Disclaimer: I have no idea whether “hostile dependency” is considered a complex, a syndrome or a hobby. I certainly wouldn’t go around labelling people as “having it” or “not having it”. What the article does offer superbly well, though, is a coherent account of why some remarried people encounter tsunamis of horrendously, ridiculously incomprehensible and damaging behaviour from their exes. Because, honestly, who wouldn’t want to begin to try to understand that stuff?
I say a little prayer of thanks EVERY DAY I’M ALIVE that the bio-mom I deal with is not only sane, but compassionate. Sure, she’s a little weird and even inappropriate at times, but when it comes to co-parenting, I couldn’t have gotten luckier.
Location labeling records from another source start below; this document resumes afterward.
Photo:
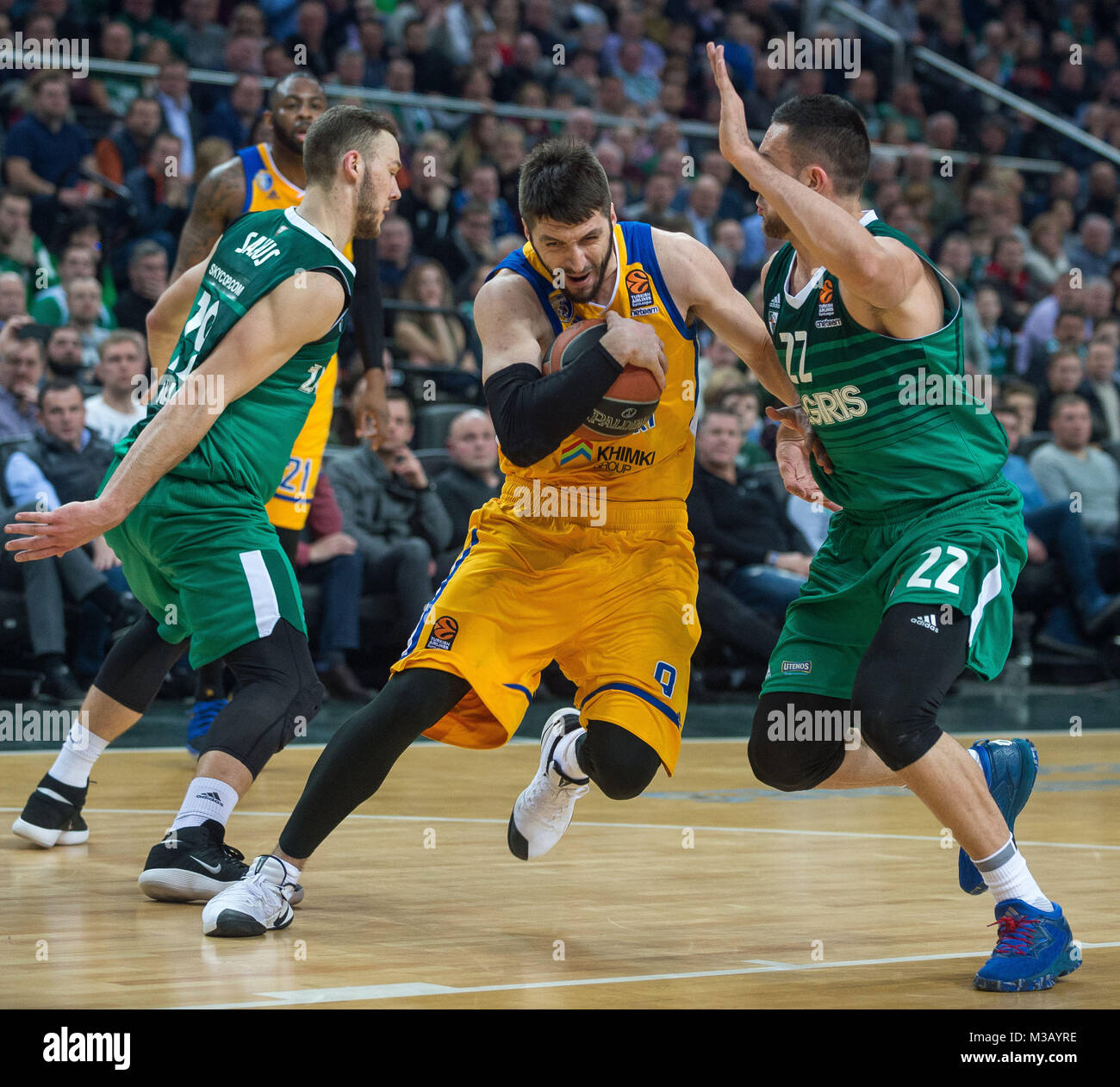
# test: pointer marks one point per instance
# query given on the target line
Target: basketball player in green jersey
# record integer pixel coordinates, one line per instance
(914, 581)
(241, 340)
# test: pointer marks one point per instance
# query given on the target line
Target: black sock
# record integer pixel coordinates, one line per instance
(211, 682)
(362, 753)
(108, 601)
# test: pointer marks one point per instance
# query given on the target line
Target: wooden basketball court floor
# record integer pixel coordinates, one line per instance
(708, 891)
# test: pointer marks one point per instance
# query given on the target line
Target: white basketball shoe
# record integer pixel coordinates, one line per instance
(257, 903)
(544, 811)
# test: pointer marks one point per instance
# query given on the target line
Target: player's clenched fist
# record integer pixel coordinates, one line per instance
(635, 344)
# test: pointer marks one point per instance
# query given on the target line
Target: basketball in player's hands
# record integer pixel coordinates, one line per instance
(626, 406)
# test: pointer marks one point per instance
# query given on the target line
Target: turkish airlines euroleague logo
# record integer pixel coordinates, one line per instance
(824, 307)
(638, 283)
(443, 632)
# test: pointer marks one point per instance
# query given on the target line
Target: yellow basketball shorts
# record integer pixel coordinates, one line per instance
(615, 606)
(289, 506)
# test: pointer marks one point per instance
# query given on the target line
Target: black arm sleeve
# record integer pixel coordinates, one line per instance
(369, 320)
(532, 413)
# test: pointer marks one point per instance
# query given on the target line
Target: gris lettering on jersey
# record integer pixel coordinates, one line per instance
(258, 247)
(833, 406)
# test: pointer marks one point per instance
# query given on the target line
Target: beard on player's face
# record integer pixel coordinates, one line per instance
(586, 294)
(773, 224)
(369, 208)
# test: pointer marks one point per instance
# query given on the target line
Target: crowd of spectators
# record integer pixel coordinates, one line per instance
(99, 174)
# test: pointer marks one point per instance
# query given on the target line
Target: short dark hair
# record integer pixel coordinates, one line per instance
(717, 410)
(396, 394)
(1063, 353)
(339, 130)
(1064, 401)
(825, 129)
(57, 385)
(561, 179)
(278, 93)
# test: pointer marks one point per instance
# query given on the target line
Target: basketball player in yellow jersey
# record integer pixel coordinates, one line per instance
(260, 178)
(612, 600)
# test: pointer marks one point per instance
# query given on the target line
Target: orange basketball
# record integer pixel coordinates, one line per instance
(627, 404)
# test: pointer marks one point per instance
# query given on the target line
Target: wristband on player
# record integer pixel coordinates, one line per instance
(533, 413)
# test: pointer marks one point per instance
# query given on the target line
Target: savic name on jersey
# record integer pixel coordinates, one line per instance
(869, 394)
(258, 247)
(250, 444)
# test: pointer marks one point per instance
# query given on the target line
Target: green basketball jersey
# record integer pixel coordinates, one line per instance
(250, 444)
(899, 417)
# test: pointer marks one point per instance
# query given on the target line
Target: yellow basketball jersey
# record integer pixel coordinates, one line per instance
(654, 463)
(268, 189)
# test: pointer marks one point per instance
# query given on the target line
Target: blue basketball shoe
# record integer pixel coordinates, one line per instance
(1034, 949)
(202, 717)
(1009, 768)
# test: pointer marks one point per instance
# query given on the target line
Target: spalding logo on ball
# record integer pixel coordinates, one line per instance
(626, 406)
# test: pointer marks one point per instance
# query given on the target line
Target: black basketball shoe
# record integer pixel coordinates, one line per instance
(53, 815)
(193, 865)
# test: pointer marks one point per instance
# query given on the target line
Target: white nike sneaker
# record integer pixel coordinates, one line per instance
(544, 811)
(258, 901)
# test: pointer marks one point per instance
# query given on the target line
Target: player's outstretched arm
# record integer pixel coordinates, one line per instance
(217, 202)
(295, 314)
(880, 271)
(699, 283)
(532, 414)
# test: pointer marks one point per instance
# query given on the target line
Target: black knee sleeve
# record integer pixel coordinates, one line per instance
(135, 668)
(278, 695)
(616, 761)
(903, 679)
(798, 739)
(363, 751)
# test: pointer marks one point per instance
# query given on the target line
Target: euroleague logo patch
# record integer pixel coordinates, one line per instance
(443, 632)
(641, 294)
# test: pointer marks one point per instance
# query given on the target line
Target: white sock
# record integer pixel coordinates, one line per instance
(79, 750)
(1007, 877)
(206, 798)
(564, 755)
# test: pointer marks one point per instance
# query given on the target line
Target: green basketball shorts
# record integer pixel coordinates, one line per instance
(205, 562)
(962, 553)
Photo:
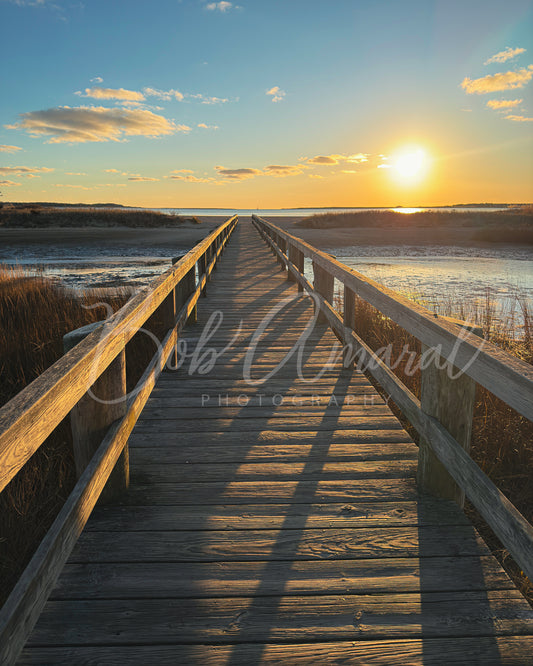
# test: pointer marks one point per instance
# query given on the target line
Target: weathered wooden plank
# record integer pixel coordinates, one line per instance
(265, 545)
(276, 492)
(161, 410)
(478, 651)
(260, 406)
(272, 516)
(150, 580)
(508, 377)
(29, 595)
(143, 621)
(235, 451)
(157, 472)
(27, 419)
(374, 418)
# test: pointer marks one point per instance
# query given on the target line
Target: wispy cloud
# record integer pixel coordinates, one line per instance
(503, 56)
(166, 95)
(186, 176)
(22, 171)
(76, 187)
(519, 119)
(503, 103)
(358, 158)
(112, 93)
(9, 149)
(284, 170)
(496, 82)
(222, 6)
(276, 93)
(206, 99)
(237, 174)
(142, 178)
(66, 124)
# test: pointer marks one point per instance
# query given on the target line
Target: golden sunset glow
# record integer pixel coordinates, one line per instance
(410, 165)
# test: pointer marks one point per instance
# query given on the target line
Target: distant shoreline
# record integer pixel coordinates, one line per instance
(51, 204)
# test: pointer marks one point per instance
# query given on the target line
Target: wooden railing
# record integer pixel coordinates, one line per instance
(478, 360)
(28, 419)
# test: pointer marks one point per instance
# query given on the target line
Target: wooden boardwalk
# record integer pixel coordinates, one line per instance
(275, 522)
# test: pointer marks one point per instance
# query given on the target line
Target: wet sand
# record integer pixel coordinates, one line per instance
(381, 236)
(179, 238)
(187, 235)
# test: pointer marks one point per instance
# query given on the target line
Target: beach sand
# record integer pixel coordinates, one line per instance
(187, 235)
(180, 238)
(380, 236)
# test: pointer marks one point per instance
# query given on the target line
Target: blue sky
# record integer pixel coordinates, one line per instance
(182, 88)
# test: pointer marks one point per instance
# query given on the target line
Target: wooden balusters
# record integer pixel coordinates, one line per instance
(448, 395)
(104, 403)
(323, 284)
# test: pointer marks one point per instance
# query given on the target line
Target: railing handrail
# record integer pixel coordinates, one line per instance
(507, 377)
(30, 416)
(23, 606)
(508, 524)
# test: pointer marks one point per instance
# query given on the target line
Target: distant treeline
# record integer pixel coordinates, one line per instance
(514, 225)
(36, 216)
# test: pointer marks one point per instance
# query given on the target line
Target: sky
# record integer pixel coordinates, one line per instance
(267, 103)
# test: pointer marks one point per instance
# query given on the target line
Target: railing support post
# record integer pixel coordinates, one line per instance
(184, 289)
(202, 269)
(448, 395)
(323, 284)
(90, 418)
(349, 321)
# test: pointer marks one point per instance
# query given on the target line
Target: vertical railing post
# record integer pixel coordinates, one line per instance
(349, 322)
(185, 287)
(448, 395)
(297, 258)
(282, 244)
(91, 417)
(202, 269)
(323, 283)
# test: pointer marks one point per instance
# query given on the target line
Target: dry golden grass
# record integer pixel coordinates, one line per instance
(33, 216)
(511, 226)
(35, 313)
(502, 439)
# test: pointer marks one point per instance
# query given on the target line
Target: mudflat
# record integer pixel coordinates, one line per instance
(180, 238)
(331, 238)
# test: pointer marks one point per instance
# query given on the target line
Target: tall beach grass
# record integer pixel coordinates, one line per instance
(35, 314)
(502, 439)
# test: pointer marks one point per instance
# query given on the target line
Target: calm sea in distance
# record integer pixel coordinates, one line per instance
(435, 275)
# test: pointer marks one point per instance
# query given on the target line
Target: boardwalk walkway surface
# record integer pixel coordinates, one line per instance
(275, 522)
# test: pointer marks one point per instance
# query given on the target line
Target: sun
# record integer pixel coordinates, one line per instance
(410, 164)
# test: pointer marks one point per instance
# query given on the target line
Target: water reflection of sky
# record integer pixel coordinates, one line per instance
(440, 277)
(88, 267)
(448, 278)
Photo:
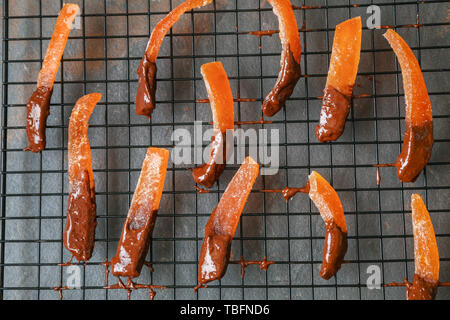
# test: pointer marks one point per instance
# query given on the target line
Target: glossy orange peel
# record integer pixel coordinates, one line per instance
(426, 254)
(290, 58)
(38, 106)
(330, 207)
(222, 224)
(222, 108)
(341, 78)
(81, 221)
(146, 93)
(138, 227)
(418, 140)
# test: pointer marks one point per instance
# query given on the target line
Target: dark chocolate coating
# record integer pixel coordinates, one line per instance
(334, 112)
(287, 79)
(145, 96)
(421, 289)
(134, 243)
(38, 109)
(333, 251)
(214, 256)
(416, 151)
(208, 173)
(79, 235)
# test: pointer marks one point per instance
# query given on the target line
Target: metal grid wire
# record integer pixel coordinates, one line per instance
(102, 55)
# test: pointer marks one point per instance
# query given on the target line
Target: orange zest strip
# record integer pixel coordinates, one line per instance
(221, 226)
(138, 227)
(38, 106)
(330, 207)
(221, 98)
(426, 255)
(79, 233)
(290, 58)
(341, 79)
(145, 97)
(418, 140)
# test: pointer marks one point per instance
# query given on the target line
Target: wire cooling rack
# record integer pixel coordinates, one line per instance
(102, 55)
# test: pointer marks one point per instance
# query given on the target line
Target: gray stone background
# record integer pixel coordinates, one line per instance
(103, 55)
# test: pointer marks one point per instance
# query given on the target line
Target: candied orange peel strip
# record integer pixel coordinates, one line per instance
(81, 209)
(418, 140)
(330, 207)
(341, 78)
(145, 97)
(138, 227)
(38, 106)
(426, 254)
(290, 58)
(221, 99)
(222, 224)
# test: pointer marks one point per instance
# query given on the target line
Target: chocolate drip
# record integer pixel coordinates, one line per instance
(421, 289)
(38, 109)
(134, 243)
(79, 234)
(334, 112)
(288, 192)
(416, 151)
(263, 264)
(333, 251)
(283, 88)
(208, 173)
(145, 96)
(214, 256)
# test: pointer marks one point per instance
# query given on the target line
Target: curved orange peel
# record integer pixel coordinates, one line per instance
(138, 227)
(418, 140)
(222, 224)
(330, 207)
(290, 58)
(81, 221)
(145, 97)
(38, 106)
(221, 99)
(341, 78)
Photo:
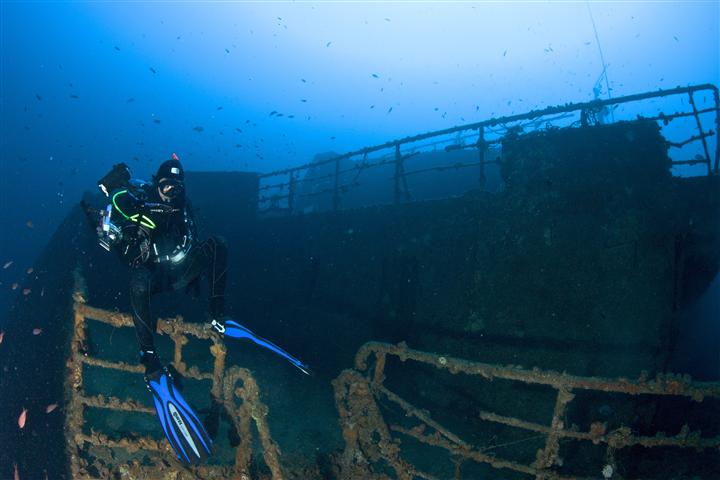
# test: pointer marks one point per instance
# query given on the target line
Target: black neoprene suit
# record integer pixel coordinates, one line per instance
(149, 276)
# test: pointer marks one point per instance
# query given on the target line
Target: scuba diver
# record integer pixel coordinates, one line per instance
(151, 226)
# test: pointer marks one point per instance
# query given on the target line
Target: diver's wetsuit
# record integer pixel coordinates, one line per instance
(160, 244)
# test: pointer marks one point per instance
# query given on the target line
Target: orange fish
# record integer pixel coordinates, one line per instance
(22, 418)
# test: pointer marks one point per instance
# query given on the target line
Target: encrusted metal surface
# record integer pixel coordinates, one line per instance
(92, 456)
(359, 391)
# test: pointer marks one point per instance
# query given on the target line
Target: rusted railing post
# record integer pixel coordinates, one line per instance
(336, 186)
(399, 174)
(702, 134)
(716, 97)
(291, 192)
(481, 156)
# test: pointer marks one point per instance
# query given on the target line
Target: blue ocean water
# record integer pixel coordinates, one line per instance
(256, 87)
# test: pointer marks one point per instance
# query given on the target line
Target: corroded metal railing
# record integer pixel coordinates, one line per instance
(162, 460)
(368, 437)
(279, 191)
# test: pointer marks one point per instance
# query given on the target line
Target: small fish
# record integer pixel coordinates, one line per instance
(22, 418)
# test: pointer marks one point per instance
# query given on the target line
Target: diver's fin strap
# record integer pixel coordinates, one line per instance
(234, 330)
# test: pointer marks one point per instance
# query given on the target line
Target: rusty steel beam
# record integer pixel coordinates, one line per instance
(361, 419)
(82, 447)
(568, 107)
(667, 384)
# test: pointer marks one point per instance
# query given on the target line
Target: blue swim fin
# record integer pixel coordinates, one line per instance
(233, 329)
(182, 427)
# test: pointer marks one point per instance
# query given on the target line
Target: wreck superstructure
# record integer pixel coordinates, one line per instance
(522, 332)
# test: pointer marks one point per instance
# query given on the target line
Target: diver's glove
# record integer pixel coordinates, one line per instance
(232, 329)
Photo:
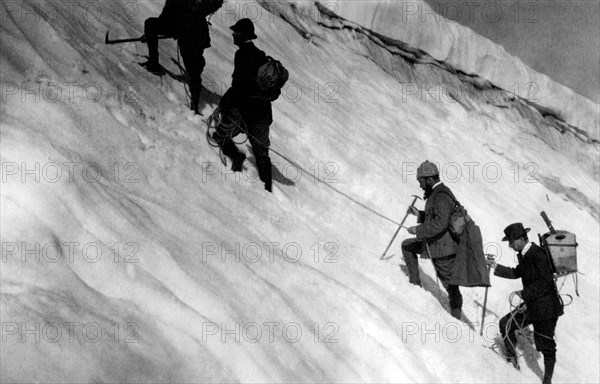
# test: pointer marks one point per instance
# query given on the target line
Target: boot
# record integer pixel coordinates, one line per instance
(238, 162)
(548, 369)
(269, 185)
(456, 312)
(514, 362)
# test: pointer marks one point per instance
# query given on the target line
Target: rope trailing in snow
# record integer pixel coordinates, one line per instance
(237, 123)
(514, 309)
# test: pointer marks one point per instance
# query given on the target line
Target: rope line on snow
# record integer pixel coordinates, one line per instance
(237, 123)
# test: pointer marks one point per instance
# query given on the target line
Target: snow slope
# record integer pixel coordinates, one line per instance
(415, 23)
(129, 254)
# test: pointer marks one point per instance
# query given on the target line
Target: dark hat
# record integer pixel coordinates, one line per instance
(426, 169)
(244, 26)
(514, 231)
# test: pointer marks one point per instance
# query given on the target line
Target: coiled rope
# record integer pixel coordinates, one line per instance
(233, 123)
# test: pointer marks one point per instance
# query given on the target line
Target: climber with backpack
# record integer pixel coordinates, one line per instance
(541, 305)
(256, 81)
(448, 236)
(185, 21)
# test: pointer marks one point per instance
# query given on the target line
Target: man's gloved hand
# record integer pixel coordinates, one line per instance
(412, 210)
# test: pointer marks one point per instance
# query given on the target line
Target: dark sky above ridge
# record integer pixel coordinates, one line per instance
(560, 38)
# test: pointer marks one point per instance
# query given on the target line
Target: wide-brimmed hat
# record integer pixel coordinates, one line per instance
(514, 231)
(426, 169)
(244, 26)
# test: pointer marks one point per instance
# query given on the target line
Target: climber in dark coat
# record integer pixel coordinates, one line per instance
(541, 303)
(433, 239)
(254, 107)
(185, 21)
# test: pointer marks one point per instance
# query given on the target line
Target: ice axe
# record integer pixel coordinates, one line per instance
(398, 230)
(142, 39)
(485, 299)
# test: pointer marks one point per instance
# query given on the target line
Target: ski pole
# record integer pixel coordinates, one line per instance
(399, 227)
(484, 306)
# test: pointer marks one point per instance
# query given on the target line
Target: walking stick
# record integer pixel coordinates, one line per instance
(398, 230)
(484, 306)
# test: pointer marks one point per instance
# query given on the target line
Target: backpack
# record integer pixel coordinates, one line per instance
(271, 77)
(207, 7)
(459, 218)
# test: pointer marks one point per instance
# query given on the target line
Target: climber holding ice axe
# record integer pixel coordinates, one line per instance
(185, 21)
(433, 239)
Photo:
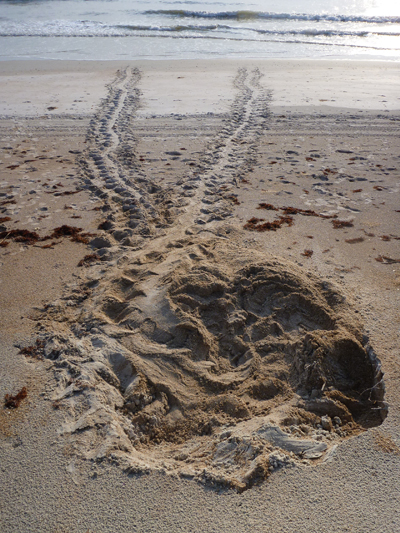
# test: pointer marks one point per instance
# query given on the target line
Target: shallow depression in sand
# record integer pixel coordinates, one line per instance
(199, 362)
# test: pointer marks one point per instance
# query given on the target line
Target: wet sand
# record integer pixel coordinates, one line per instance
(226, 351)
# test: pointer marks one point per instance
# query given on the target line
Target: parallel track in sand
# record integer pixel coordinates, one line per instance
(184, 351)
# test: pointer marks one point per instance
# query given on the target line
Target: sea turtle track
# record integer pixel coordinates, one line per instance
(181, 354)
(114, 172)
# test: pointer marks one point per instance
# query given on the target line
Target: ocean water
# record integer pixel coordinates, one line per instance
(161, 29)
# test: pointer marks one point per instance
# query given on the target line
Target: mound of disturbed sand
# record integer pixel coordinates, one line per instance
(194, 360)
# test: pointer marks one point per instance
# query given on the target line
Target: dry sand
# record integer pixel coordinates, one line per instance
(226, 356)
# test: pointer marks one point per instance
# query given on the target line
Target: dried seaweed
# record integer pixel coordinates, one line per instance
(36, 351)
(386, 260)
(12, 402)
(5, 202)
(268, 207)
(88, 259)
(21, 235)
(254, 224)
(355, 240)
(337, 224)
(305, 212)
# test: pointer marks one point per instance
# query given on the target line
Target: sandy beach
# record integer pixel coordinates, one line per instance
(200, 273)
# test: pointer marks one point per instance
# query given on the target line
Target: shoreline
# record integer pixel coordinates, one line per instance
(203, 157)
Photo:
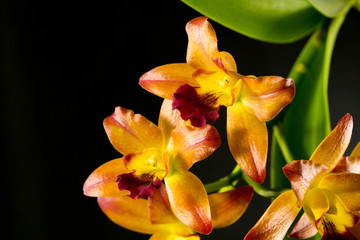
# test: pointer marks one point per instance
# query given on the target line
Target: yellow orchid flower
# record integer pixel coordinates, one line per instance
(155, 217)
(208, 80)
(326, 187)
(153, 154)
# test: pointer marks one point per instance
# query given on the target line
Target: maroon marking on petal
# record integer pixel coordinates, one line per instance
(330, 232)
(139, 187)
(195, 107)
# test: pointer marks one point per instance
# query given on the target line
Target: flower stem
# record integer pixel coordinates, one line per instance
(229, 182)
(282, 143)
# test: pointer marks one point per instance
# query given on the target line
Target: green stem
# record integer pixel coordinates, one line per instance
(261, 190)
(230, 180)
(278, 134)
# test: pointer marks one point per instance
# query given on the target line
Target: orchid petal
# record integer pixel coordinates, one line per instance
(267, 96)
(228, 207)
(164, 80)
(277, 219)
(346, 186)
(102, 182)
(303, 228)
(302, 174)
(159, 207)
(227, 60)
(333, 147)
(129, 132)
(356, 151)
(348, 164)
(168, 119)
(194, 144)
(130, 214)
(202, 46)
(248, 141)
(315, 205)
(189, 201)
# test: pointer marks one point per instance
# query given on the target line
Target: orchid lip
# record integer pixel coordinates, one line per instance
(197, 108)
(138, 187)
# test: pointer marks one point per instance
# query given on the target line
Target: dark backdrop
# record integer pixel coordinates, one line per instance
(65, 65)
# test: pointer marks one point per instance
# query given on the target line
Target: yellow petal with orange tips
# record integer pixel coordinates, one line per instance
(131, 214)
(164, 80)
(189, 200)
(267, 96)
(328, 213)
(333, 147)
(346, 186)
(248, 141)
(102, 182)
(191, 145)
(131, 133)
(228, 207)
(277, 219)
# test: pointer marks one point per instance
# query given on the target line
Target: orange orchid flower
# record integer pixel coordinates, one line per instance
(155, 217)
(153, 154)
(209, 80)
(326, 187)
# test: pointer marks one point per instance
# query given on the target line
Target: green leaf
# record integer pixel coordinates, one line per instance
(306, 121)
(331, 8)
(276, 21)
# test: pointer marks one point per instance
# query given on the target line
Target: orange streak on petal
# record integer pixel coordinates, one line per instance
(228, 207)
(189, 201)
(129, 213)
(302, 174)
(303, 228)
(356, 151)
(164, 80)
(277, 219)
(268, 95)
(129, 132)
(102, 182)
(248, 141)
(333, 147)
(194, 144)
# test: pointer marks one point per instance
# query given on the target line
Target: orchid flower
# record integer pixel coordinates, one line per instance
(153, 154)
(326, 187)
(209, 80)
(154, 216)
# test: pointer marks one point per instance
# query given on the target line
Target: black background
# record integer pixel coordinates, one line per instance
(65, 65)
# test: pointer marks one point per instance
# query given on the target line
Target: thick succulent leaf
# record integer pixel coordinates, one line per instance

Virtually all of us exhibit some form of codependency. This Hostile Dependencey though seems to be codependency on steroids.
Yah, wow. No wonder Hostile Dependents have “ex”s. And probably a growing list of them.
With that said, I have known few people who in adulthood, DON’T project some kind of parental expecation onto their spouse. I can’t see this going away anytime soon. We just have to get real about it.
Ciao.
Chaz
True – I suspect there’s a wide spectrum of the degree to which people do it and the insight they have into what’s occurring that would make the difference between normal slight kookiness and total crazy-making, though.
Thanks for commenting!
you may have already sent me this or maybe not I can’t remember but can you send me the password at smokyblu at yahoo dot com
thanks!
Hi SMOTY. It;s been a long while since I’ve dropped by your blog, so I’ve only just had the news about your impending marriage. Congratulations, I am delighted for you.
But, Oh dear, I wish I hadn’t followed your links to the Golden Uterus and Hostile Dependency. Far from finding it funny (must be a defence mechanism if you are in that sort of situation?), I was deeply saddened. So much anger, bitterness, manipulation and self-righteousness! It must be very, very hard if you are contending with even a portion of that stuff.
Still, there is a wedding coming up, and all that that entails – love, positive hopes for the future, a supportive community of friends and relatives. I really believe in karma, and I feel strongly that your own intentions and actions will shape your future and your future happiness. Good luck!